I have worked on several applications that required full versioning of all database entities, not just to meet audit log requirements but so that older versions of entities can be viewed at any point. Often this is required for a document-based workflow system, where there is a legal requirement to see who entered what at each stage in workflow. As a document progresses through workflow, new versions are saved out but the old data cannot be removed or overwritten. We've typically implemented this using a combination of custom transaction management code, DAOs and stored procedures, but I'm sure there's a better (simpler, less complex) way of doing this?
Essentially, what is required is that we never UPDATE any data, only INSERT new versions. This is often handled by having a composite primary key (sequence number and version number, which increments) or a sequential primary key and a "parent" ID used to tie versions of an entity together.
Sometimes the older versions are saved in a different table (e.g. an audit table) but sometimes all data has to be in the same table, as which is "logically" the latest version of each entity might depend on who is asking (e.g. using Oracle FGAC/VPD access control).
I'm not sure whether EJB or O-R persistence frameworks could handle this sort of thing, since essentially each entity's primary key is changing mid-transaction?
Has anyone seen any design patterns that cover this sort of thing? I'd be interested what other approaches have been taken on this issue.
I do something very similar. I use JDO for persistence for use the following
1. Every table has a version number and a parent id (which is similir to your solution).
2. A use a mini-rules engine to allow for "callbacks" before and after create/ modify and delete operations (at the object level).
3. I do not insert the new data, but rather insert a copy of the data before it was modified and then modify the existing row. This removes the need for id/version number primary keys as follows:
id version parent name
0 0 null bruce
After Modify (change name from bruce to fred):
id version parent name
0 1 null fred
1 0 0 bruce
The nice thing here is that i do not need to use version number in my keys. Id is always at the "top" of the stack, i.e. it always points to the most recent edit. I use the version numbers for optimistic locking as well and the parent points for traversal.
The only issue I haven't licked is link tables.
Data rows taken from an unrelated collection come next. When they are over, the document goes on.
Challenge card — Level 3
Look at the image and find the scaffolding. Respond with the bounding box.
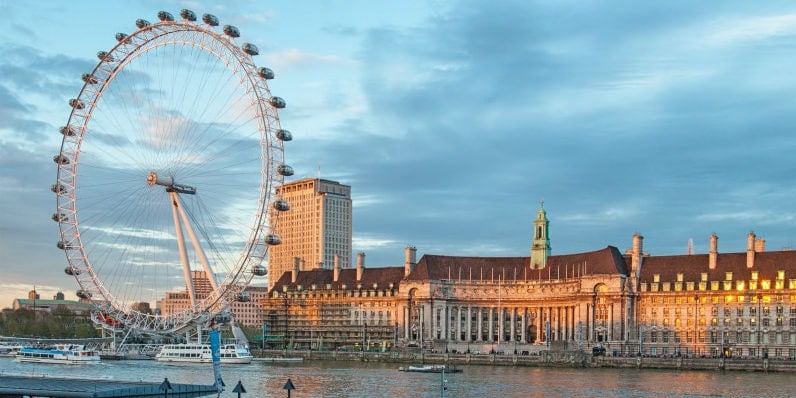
[263,289,397,351]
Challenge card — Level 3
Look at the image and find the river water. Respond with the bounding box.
[0,358,796,398]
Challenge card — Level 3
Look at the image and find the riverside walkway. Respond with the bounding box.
[0,375,218,398]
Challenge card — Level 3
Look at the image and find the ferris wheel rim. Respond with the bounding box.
[52,9,284,332]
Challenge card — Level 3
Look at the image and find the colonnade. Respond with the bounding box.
[403,300,621,343]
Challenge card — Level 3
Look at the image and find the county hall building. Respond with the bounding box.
[259,208,796,359]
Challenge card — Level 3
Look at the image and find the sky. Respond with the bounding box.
[0,0,796,307]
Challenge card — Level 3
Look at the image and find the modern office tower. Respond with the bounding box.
[268,178,352,288]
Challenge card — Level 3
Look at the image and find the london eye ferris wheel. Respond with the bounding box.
[52,10,293,333]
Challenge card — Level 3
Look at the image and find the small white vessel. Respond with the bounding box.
[0,343,23,357]
[155,343,253,364]
[14,344,101,365]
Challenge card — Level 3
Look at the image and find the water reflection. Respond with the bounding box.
[0,358,796,398]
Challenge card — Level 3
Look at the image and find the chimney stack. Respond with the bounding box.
[708,234,719,269]
[357,252,365,282]
[290,257,301,283]
[630,234,644,276]
[746,232,755,269]
[404,246,417,278]
[332,254,340,282]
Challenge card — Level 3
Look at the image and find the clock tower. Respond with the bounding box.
[531,200,550,269]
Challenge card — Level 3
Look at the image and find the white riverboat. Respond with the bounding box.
[155,344,253,364]
[14,344,101,365]
[0,343,23,357]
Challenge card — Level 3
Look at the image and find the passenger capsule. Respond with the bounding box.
[268,97,287,109]
[158,11,174,22]
[241,43,260,55]
[61,126,77,137]
[252,265,268,276]
[224,25,240,37]
[180,8,196,22]
[273,199,290,211]
[276,164,293,177]
[202,14,218,26]
[276,129,293,141]
[55,240,75,250]
[53,155,69,164]
[69,98,86,109]
[64,265,80,275]
[265,234,282,246]
[257,67,274,80]
[80,73,97,84]
[97,51,114,62]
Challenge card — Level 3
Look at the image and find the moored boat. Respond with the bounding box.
[0,343,22,357]
[155,343,253,364]
[14,344,101,365]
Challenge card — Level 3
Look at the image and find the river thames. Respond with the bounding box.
[0,358,796,398]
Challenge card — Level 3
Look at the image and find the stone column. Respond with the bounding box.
[456,306,463,341]
[510,308,517,341]
[475,307,484,341]
[486,307,495,341]
[464,305,473,342]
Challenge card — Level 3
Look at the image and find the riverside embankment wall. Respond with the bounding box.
[252,350,796,372]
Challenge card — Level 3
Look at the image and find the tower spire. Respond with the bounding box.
[530,198,551,269]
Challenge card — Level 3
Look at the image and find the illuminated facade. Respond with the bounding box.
[262,210,796,359]
[638,233,796,359]
[268,178,352,287]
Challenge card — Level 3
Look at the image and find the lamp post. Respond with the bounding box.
[694,295,699,356]
[757,293,763,358]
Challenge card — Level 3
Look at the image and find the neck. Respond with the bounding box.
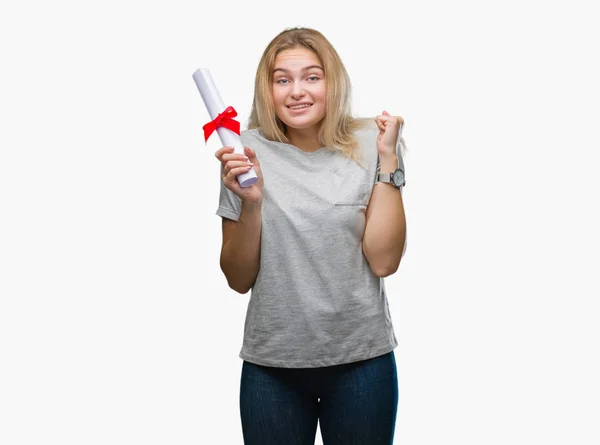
[286,127,322,152]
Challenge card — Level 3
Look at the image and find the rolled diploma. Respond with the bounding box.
[192,68,258,187]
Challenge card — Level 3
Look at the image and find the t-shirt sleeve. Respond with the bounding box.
[216,163,242,221]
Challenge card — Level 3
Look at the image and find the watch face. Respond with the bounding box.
[394,169,404,187]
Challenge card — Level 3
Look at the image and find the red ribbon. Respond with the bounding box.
[202,106,240,142]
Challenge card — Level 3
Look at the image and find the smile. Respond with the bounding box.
[287,104,312,110]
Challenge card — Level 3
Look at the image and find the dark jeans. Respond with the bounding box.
[240,351,398,445]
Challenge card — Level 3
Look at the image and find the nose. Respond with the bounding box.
[291,82,305,100]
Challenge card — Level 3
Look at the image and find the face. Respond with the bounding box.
[273,48,326,131]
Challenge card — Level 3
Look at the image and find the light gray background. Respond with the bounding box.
[0,0,600,445]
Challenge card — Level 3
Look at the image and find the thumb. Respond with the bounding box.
[244,147,257,163]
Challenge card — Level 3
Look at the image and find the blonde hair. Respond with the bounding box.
[248,28,369,166]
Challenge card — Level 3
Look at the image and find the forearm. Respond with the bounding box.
[220,199,262,294]
[362,156,406,277]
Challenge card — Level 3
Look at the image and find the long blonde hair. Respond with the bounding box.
[248,28,369,165]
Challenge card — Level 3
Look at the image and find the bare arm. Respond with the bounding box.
[220,202,262,294]
[362,156,406,277]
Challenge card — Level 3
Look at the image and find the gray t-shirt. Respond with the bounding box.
[216,119,404,368]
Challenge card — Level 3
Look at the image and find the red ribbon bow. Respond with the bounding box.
[202,106,240,142]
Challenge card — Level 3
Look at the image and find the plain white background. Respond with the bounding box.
[0,0,600,445]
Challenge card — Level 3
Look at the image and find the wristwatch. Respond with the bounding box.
[377,168,406,188]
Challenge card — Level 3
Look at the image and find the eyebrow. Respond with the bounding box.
[273,65,325,74]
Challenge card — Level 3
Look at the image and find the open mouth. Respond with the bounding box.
[286,104,312,110]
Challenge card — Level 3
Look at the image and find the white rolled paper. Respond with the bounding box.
[192,68,258,187]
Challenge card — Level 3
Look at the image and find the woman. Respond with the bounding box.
[216,28,406,445]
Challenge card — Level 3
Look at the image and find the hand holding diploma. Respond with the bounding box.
[215,147,264,203]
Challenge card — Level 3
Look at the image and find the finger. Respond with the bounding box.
[244,147,256,162]
[221,153,248,162]
[227,160,254,169]
[215,145,233,160]
[225,165,253,179]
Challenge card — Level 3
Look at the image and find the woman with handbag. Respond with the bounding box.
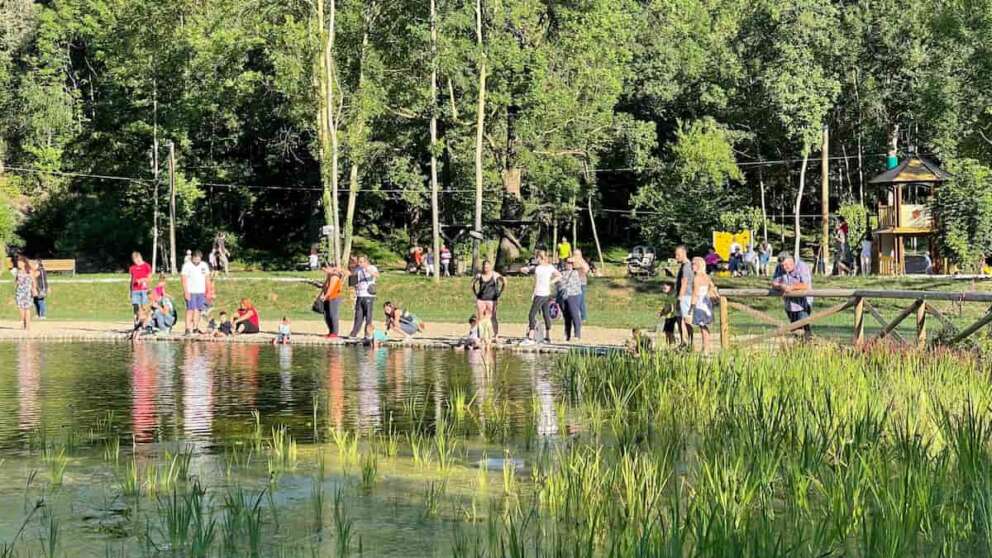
[322,263,348,339]
[689,257,720,353]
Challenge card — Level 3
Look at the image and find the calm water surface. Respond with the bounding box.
[0,342,557,451]
[0,341,568,556]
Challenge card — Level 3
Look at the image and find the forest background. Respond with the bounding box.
[0,0,992,270]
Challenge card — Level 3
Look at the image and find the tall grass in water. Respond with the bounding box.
[489,347,992,556]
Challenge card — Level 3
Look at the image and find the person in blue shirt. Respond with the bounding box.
[772,253,813,340]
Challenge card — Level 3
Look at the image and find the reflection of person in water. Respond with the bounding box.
[182,343,214,440]
[277,345,293,405]
[327,349,344,428]
[356,348,387,432]
[17,341,41,432]
[131,343,158,443]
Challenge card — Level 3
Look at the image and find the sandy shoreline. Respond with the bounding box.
[0,320,630,352]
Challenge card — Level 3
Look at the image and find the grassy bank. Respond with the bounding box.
[0,271,992,339]
[0,345,992,558]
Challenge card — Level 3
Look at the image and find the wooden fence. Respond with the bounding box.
[720,289,992,349]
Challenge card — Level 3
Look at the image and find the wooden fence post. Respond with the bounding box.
[916,300,927,349]
[720,296,730,349]
[854,297,865,347]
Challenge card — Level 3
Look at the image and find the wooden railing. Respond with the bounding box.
[720,289,992,349]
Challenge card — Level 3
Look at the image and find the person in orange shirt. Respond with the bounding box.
[320,263,348,339]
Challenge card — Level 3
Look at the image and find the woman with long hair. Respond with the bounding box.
[320,263,349,339]
[690,257,717,353]
[231,298,260,333]
[472,260,506,335]
[14,256,38,330]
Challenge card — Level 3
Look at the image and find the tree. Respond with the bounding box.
[931,159,992,273]
[762,0,840,258]
[633,118,744,250]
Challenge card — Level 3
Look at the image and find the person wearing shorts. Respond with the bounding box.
[675,246,695,346]
[383,302,424,338]
[128,252,152,320]
[472,260,506,335]
[182,250,211,335]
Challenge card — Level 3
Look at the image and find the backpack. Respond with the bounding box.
[324,275,341,300]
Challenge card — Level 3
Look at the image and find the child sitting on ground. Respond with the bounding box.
[272,316,290,345]
[364,322,389,349]
[626,327,654,355]
[210,311,234,337]
[383,302,424,340]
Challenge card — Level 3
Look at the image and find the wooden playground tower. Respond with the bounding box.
[869,153,950,275]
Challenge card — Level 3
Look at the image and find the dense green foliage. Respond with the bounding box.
[0,0,992,267]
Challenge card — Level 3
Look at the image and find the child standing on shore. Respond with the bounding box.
[272,316,290,345]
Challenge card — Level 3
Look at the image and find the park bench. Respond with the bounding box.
[4,258,76,275]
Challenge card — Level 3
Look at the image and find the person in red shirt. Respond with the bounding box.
[128,252,152,319]
[231,298,259,333]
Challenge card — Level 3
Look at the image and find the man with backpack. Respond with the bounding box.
[349,255,379,337]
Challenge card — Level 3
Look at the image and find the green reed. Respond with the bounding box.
[361,451,379,494]
[41,446,69,487]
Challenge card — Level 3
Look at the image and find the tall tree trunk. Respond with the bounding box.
[758,167,768,242]
[792,150,810,261]
[820,126,831,275]
[472,0,486,275]
[341,12,375,264]
[324,0,341,264]
[430,0,441,283]
[314,0,334,259]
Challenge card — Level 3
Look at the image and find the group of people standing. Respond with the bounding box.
[660,246,813,352]
[11,255,51,330]
[522,247,590,344]
[407,244,454,277]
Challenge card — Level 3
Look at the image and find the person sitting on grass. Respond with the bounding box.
[152,292,179,332]
[383,302,424,339]
[210,310,234,337]
[231,298,260,334]
[363,322,389,349]
[272,316,290,345]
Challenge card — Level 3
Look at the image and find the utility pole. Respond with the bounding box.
[169,141,179,275]
[430,0,441,282]
[820,125,831,275]
[152,89,158,275]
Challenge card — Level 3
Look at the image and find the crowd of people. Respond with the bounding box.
[13,232,812,351]
[652,243,813,352]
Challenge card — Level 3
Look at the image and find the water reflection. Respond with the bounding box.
[131,343,159,443]
[0,342,564,449]
[17,341,41,432]
[182,343,214,440]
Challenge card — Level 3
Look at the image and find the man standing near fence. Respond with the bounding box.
[772,252,813,341]
[182,250,213,335]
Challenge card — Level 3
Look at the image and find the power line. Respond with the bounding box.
[3,166,151,184]
[590,153,887,174]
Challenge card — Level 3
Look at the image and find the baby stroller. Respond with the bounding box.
[624,246,658,279]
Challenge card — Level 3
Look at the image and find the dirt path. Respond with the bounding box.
[0,320,630,351]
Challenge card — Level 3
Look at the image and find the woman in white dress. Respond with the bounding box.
[691,257,717,353]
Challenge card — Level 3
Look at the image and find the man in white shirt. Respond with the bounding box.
[349,255,379,337]
[182,250,211,335]
[861,236,871,275]
[523,250,561,343]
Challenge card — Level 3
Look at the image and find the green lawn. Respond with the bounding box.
[0,269,992,340]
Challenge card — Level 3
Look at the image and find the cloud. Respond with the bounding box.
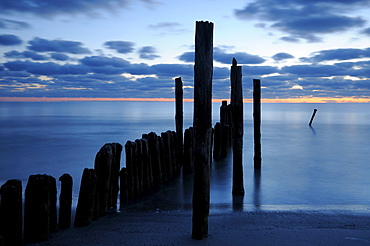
[0,0,132,18]
[27,37,91,54]
[234,0,370,42]
[4,50,49,61]
[50,52,69,61]
[80,56,130,68]
[138,46,160,60]
[300,48,370,63]
[178,47,265,64]
[362,27,370,36]
[104,41,135,54]
[0,34,22,46]
[272,52,294,61]
[0,18,31,30]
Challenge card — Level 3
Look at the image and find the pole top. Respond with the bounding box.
[233,57,238,66]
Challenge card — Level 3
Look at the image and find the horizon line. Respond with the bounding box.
[0,97,370,103]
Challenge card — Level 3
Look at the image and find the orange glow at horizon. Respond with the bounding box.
[0,97,370,103]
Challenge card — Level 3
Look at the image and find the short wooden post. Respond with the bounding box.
[135,139,143,196]
[24,174,50,243]
[74,168,98,227]
[213,122,223,161]
[192,21,213,239]
[93,144,113,220]
[182,127,194,174]
[308,109,317,126]
[253,79,262,169]
[125,141,135,201]
[108,143,123,210]
[148,132,162,187]
[0,179,23,245]
[58,173,73,229]
[140,138,150,193]
[119,167,129,204]
[175,77,184,166]
[49,175,58,232]
[230,58,244,196]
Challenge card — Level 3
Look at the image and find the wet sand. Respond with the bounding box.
[34,210,370,246]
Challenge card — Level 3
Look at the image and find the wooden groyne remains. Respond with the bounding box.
[0,22,261,246]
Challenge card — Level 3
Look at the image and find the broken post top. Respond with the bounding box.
[232,57,238,66]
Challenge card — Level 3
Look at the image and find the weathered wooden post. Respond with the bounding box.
[192,21,213,239]
[0,179,22,245]
[24,174,50,243]
[213,122,223,161]
[93,144,113,220]
[125,141,135,201]
[119,167,129,204]
[308,109,317,126]
[148,132,162,187]
[58,173,73,229]
[74,168,98,227]
[182,127,194,174]
[175,77,184,169]
[49,175,58,232]
[230,58,244,196]
[253,79,262,169]
[108,143,123,209]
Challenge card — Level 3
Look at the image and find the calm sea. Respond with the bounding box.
[0,102,370,212]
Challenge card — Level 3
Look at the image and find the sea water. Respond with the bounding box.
[0,102,370,211]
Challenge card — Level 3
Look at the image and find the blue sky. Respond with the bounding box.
[0,0,370,100]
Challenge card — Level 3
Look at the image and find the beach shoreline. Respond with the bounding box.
[33,209,370,246]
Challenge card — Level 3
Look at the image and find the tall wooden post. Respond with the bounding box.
[192,21,213,239]
[58,173,73,228]
[175,77,184,166]
[230,58,244,196]
[253,79,262,169]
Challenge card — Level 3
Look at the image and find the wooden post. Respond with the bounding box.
[49,175,58,232]
[119,167,129,205]
[253,79,262,169]
[230,58,244,196]
[93,144,113,220]
[182,127,194,174]
[192,21,213,239]
[74,168,98,227]
[175,77,184,167]
[108,143,123,210]
[24,174,50,243]
[148,132,162,187]
[213,122,224,161]
[308,109,317,126]
[0,179,22,245]
[58,173,73,229]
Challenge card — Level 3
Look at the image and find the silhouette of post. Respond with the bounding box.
[175,77,184,169]
[192,21,213,239]
[58,173,73,229]
[253,79,262,169]
[308,109,317,126]
[0,179,22,245]
[230,58,244,196]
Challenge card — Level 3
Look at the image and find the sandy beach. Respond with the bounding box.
[31,209,370,246]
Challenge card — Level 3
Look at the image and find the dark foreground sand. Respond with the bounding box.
[32,210,370,245]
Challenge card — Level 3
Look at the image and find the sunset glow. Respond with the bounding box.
[0,97,370,103]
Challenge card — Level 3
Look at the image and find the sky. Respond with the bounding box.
[0,0,370,102]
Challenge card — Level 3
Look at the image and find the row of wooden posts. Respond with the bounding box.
[0,22,261,246]
[0,101,237,245]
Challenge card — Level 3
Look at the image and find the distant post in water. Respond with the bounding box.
[175,77,184,166]
[192,21,213,240]
[253,79,262,169]
[230,58,244,196]
[308,109,317,126]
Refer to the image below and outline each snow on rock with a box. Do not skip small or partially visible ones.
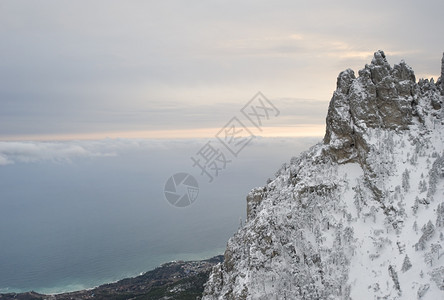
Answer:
[203,51,444,300]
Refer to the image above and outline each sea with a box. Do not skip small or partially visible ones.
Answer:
[0,137,320,294]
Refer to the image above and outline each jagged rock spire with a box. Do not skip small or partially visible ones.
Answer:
[441,53,444,95]
[324,50,416,161]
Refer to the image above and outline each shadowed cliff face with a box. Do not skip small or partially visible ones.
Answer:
[203,51,444,300]
[324,51,444,163]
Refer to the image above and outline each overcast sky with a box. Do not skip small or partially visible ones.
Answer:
[0,0,444,140]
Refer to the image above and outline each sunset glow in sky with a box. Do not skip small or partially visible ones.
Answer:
[0,0,444,141]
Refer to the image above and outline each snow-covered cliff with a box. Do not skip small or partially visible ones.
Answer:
[204,51,444,300]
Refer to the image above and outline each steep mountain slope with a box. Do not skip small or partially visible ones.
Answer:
[204,51,444,300]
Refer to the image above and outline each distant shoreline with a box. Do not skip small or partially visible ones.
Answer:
[0,255,223,300]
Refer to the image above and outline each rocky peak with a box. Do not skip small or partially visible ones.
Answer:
[203,51,444,300]
[440,53,444,95]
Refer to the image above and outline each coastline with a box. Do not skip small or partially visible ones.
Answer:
[0,255,223,300]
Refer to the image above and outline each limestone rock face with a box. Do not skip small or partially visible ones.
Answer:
[324,51,418,162]
[441,53,444,95]
[203,51,444,300]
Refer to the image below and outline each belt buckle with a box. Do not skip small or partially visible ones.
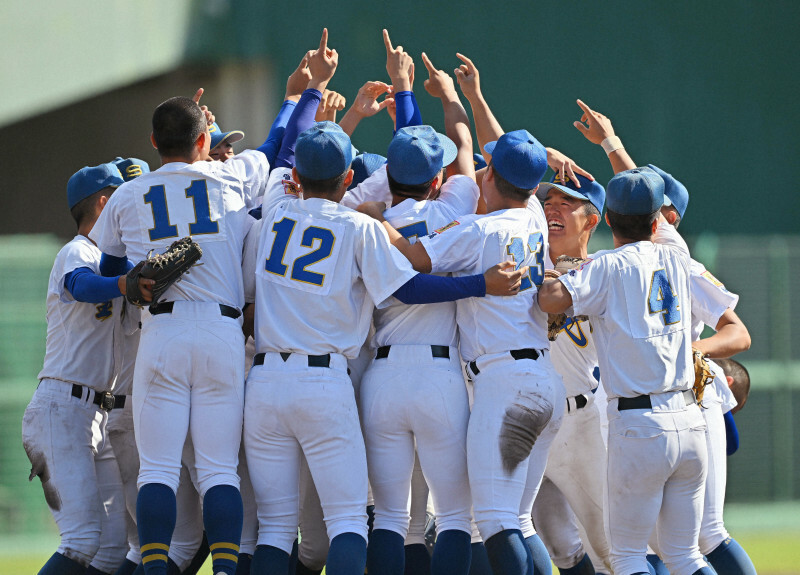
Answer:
[100,391,116,411]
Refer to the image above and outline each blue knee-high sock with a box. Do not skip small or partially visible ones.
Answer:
[431,529,472,575]
[403,543,431,575]
[469,542,492,575]
[325,531,368,575]
[558,553,595,575]
[483,529,533,575]
[250,545,289,573]
[706,537,756,575]
[39,553,86,575]
[114,559,136,575]
[136,483,177,575]
[203,485,244,575]
[368,529,405,575]
[236,553,253,575]
[525,533,553,575]
[647,553,669,575]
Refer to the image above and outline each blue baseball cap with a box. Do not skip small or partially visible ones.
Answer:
[67,162,125,209]
[647,164,689,223]
[111,156,150,182]
[386,126,458,186]
[606,167,664,216]
[294,122,353,180]
[208,122,244,150]
[483,130,547,190]
[347,152,386,190]
[536,174,606,214]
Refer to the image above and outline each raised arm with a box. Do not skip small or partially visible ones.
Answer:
[455,54,503,164]
[422,52,475,180]
[573,100,636,174]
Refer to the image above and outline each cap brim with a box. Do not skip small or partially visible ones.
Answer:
[536,182,591,202]
[436,132,458,167]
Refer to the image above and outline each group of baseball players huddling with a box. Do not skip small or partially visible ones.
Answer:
[22,30,755,575]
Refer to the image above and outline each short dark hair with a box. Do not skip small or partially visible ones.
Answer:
[606,208,661,242]
[583,200,600,239]
[386,169,438,200]
[714,358,750,413]
[153,96,206,157]
[297,168,350,194]
[69,186,116,228]
[489,160,533,202]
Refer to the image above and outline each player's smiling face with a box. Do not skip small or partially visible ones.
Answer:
[544,189,588,241]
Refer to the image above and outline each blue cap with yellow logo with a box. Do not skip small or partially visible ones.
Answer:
[111,156,150,182]
[536,174,606,214]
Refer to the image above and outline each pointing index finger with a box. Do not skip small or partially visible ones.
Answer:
[383,28,394,54]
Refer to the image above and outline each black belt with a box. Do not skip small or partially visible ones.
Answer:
[617,389,697,411]
[375,345,450,359]
[253,351,331,367]
[72,383,126,411]
[150,301,242,319]
[469,349,541,375]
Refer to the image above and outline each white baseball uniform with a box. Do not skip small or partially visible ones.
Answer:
[558,223,707,575]
[420,197,564,541]
[360,175,478,542]
[22,236,125,571]
[242,166,416,553]
[91,150,269,497]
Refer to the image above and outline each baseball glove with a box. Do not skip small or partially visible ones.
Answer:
[544,255,586,341]
[125,236,203,307]
[692,348,716,407]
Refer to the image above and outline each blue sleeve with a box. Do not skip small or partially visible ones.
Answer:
[392,274,486,304]
[64,268,122,303]
[99,253,133,278]
[394,91,422,131]
[275,90,322,168]
[722,411,739,455]
[257,100,297,166]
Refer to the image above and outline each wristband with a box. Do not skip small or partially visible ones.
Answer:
[600,136,625,155]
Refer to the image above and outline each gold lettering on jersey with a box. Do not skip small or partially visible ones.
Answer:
[434,220,461,237]
[94,300,114,321]
[283,180,300,197]
[700,271,725,289]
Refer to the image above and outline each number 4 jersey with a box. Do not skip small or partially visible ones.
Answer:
[90,150,269,308]
[255,164,416,358]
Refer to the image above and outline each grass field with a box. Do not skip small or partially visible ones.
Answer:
[0,503,800,575]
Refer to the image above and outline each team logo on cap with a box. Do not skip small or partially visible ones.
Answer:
[125,164,142,178]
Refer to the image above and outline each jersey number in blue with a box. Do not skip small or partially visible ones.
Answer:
[506,232,544,291]
[647,270,681,325]
[264,218,336,287]
[144,180,219,241]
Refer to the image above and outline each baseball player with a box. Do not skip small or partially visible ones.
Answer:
[360,53,479,574]
[539,168,714,575]
[22,163,141,575]
[575,100,755,575]
[87,84,269,575]
[366,127,564,573]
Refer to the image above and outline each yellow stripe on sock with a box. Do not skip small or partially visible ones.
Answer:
[142,553,167,563]
[211,553,239,563]
[208,543,239,553]
[139,543,169,553]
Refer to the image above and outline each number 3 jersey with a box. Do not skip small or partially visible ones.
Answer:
[90,150,269,308]
[420,196,549,361]
[558,222,694,399]
[255,168,416,358]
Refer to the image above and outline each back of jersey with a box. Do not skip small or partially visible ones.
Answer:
[422,197,549,361]
[373,176,479,347]
[255,168,416,358]
[91,152,267,308]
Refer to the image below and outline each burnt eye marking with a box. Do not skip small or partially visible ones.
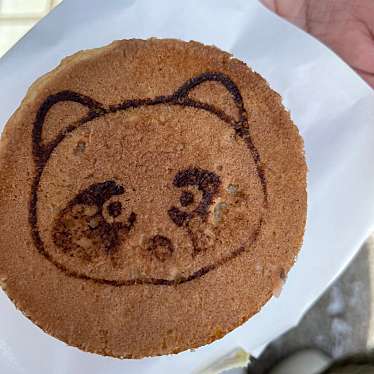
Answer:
[52,181,136,260]
[107,201,122,218]
[179,191,194,207]
[168,168,221,226]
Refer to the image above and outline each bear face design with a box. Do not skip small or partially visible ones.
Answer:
[29,72,267,286]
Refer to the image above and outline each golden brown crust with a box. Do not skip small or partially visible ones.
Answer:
[0,39,306,358]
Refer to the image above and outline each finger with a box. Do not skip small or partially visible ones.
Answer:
[355,69,374,88]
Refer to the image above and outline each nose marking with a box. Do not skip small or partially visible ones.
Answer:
[147,235,174,262]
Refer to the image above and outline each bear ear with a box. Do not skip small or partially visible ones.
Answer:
[32,91,105,159]
[174,72,247,126]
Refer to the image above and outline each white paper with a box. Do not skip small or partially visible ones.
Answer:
[0,0,374,374]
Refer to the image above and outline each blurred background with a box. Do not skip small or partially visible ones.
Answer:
[0,0,62,57]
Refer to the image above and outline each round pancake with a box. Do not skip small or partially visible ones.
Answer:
[0,39,306,358]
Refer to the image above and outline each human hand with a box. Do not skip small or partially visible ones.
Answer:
[261,0,374,88]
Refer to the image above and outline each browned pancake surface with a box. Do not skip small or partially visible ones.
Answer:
[0,39,306,357]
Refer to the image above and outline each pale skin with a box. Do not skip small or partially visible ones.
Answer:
[261,0,374,88]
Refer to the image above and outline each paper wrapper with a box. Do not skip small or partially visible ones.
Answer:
[0,0,374,374]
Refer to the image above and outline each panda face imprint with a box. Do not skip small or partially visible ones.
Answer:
[29,73,267,286]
Should I copy all of the links with the row ? Obviosuly that could be expensive in terms of time and space.
Any ideas ?
Interesting, bruce. How scalable have you found JDO to be, BTW?
In terms of links, I have used two solutions:
1. reference <any> version of an entity
2. reference a specific version of an entity.
With (1) your links remain valid after saving out a new version, whilst with (2) your links "disappear" unless copied as part of the save.
Obviously maintaining referential integrity inside your database gets difficult if your entities are in one of two tables, or the foreign keys are referencing a non-unique column... ;-(
In terms of scalability I have not used JDO (the KODO implementation for
more than a few thousand rows. However, this would really depend on the JDO
In terms of your point 1) I do not think this is viable under a relatrional model. Say you have a one to many relationship of people to address. If I edit a person then my options are to a) let the address objects continue to reference the edited people object or b) copy the address so that both the historic people object and the edited people object have the same address. For your solution we would need to basically make every relationship a time based many to many relationship so I would have links from both the history and edited people object ot the same address objects. N umber of link rows can become quite large.
Note that my solution has the links "disappear" for the older objects while the edited objects maintain their links.
As to maintaining reference integrity that is not an issue if the data is all stored in one table. What gets complicated is that in order to be space efficient you probably want to store "diffs" in terms of adding/removing objects from child collections. So if a user is edited and an address is removed you want to store the edited row and potentially a row saying that the address has been removed rather than copying all of the address except the removed one. Sucks right.
We start to get into true version control issues where we have a starting point and then we save the diffs (or we save the current and have the diffs to go backwards). Its possible but it takes a lot of code to now load objects. I like the save the current and have the diffs to go backward myself as it makes the sql cleaner for most ops (I think).